The research team estimated that the animal died about 75 million years ago, which brings up an obvious question: how can animal tissue or protein survive for this long a time period? Writing for Answers in Depth, a publication of Answers in Genesis, Dr. Kevin Anderson has previously reported that:
“Biochemical decay studies demonstrate that even under ideal conditions detectable levels of collagen (a long-lasting common protein found in all animal bones) do not survive even more than a million years.”

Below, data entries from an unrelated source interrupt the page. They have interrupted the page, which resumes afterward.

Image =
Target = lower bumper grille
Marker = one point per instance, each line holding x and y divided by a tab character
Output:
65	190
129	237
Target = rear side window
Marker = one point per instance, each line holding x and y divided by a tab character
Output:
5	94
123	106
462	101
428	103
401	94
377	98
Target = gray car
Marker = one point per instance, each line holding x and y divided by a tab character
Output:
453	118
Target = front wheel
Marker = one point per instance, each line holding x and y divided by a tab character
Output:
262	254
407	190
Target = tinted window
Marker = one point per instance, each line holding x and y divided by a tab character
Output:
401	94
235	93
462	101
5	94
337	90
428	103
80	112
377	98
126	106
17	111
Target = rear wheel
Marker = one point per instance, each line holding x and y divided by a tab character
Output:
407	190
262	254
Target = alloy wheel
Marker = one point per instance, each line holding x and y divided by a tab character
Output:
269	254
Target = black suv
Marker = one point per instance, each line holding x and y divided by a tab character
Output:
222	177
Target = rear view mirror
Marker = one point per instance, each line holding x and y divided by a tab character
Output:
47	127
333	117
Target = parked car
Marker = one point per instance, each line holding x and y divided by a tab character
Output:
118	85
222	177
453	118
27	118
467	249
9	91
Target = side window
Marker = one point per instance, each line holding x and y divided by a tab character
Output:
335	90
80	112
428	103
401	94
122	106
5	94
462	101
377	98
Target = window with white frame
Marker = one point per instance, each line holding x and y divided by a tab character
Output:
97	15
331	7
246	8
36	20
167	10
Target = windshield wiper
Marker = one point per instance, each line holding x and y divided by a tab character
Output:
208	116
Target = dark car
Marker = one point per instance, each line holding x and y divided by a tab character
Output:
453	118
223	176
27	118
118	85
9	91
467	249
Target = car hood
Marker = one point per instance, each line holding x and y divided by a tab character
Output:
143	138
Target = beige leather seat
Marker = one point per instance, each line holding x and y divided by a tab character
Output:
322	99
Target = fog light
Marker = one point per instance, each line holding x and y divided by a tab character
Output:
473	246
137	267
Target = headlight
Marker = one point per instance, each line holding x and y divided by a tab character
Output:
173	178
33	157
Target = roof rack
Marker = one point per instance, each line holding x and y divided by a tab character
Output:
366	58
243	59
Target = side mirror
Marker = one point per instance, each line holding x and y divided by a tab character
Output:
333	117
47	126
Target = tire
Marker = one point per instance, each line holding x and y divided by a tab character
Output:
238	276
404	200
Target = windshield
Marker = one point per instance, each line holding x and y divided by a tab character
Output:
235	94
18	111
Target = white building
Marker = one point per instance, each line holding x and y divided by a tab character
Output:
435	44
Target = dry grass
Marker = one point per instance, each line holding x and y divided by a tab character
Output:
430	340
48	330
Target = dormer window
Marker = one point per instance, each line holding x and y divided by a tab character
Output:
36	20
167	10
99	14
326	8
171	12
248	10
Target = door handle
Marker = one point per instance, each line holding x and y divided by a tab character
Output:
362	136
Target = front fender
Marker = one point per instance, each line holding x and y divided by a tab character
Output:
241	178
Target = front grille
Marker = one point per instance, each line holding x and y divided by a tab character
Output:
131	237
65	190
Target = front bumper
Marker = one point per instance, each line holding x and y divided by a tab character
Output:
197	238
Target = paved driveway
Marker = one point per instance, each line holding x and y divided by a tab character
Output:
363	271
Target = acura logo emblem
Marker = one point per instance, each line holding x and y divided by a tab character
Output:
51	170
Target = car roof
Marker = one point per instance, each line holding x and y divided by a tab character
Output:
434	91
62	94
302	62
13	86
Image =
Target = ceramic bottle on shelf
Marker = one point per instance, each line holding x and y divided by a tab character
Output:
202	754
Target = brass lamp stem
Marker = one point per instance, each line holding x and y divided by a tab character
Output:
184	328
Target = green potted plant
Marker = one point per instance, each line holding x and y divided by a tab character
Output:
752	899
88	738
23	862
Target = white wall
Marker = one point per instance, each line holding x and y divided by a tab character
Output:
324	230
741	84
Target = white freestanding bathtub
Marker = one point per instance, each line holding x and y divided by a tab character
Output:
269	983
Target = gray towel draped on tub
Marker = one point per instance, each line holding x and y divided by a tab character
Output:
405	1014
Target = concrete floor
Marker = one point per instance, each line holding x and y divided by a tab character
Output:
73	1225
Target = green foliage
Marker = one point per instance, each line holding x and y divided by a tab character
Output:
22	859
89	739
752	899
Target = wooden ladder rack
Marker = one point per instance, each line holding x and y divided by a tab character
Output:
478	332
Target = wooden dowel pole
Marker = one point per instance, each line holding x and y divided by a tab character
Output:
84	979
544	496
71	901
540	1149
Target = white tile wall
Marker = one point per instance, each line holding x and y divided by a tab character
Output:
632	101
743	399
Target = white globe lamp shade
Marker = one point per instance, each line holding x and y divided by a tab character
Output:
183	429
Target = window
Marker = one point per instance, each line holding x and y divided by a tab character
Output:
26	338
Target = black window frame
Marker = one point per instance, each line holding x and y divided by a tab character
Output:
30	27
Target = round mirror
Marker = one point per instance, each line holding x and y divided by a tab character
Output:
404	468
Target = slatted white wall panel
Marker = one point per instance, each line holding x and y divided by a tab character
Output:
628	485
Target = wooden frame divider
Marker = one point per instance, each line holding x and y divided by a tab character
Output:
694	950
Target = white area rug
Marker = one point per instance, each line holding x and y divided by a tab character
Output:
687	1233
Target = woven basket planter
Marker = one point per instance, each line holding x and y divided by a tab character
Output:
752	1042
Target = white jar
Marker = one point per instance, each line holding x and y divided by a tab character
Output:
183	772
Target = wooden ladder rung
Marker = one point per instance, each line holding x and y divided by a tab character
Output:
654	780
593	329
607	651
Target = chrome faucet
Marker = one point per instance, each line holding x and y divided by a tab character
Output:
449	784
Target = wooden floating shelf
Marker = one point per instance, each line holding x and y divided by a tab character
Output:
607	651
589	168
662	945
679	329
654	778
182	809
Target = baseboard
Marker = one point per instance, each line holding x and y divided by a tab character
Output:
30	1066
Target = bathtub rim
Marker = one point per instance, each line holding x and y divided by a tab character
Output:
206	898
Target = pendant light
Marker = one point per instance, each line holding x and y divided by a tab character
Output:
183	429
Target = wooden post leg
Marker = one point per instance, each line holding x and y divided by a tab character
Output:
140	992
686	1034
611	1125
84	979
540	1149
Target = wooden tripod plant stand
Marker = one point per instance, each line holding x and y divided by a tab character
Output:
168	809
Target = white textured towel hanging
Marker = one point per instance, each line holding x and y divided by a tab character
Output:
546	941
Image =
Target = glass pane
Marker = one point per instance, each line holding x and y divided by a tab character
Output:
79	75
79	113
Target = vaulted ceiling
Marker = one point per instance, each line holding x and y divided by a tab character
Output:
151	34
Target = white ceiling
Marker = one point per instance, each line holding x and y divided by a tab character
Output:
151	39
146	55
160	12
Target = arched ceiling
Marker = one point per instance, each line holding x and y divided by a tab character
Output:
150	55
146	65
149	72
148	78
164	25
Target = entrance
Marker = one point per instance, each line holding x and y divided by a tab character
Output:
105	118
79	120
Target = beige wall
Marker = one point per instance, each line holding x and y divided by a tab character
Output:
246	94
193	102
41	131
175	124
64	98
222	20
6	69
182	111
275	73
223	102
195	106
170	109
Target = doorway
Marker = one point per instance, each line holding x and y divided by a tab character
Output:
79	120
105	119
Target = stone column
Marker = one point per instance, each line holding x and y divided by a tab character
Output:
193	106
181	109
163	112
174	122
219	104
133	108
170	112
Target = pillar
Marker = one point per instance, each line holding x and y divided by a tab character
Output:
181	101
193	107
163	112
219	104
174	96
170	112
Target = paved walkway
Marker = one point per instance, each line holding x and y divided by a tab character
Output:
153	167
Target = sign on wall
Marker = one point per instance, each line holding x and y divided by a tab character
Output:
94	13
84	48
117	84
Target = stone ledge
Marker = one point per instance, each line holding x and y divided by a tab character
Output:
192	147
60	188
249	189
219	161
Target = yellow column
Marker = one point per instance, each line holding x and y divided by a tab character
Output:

Further, the presence of other common but less long-lasting proteins such as actin and tropomyosin is “further direct biochemical evidence that dinosaur fossils are not millions of years old.” As scientists find more and more examples of intact protein and tissue in dinosaur bones and fossils, the evidence is mounting that dinosaurs lived recently, just thousands, and not millions of years ago, with the likely cause of all these fossilized remains being the worldwide catastrophic flood recorded in Genesis 7.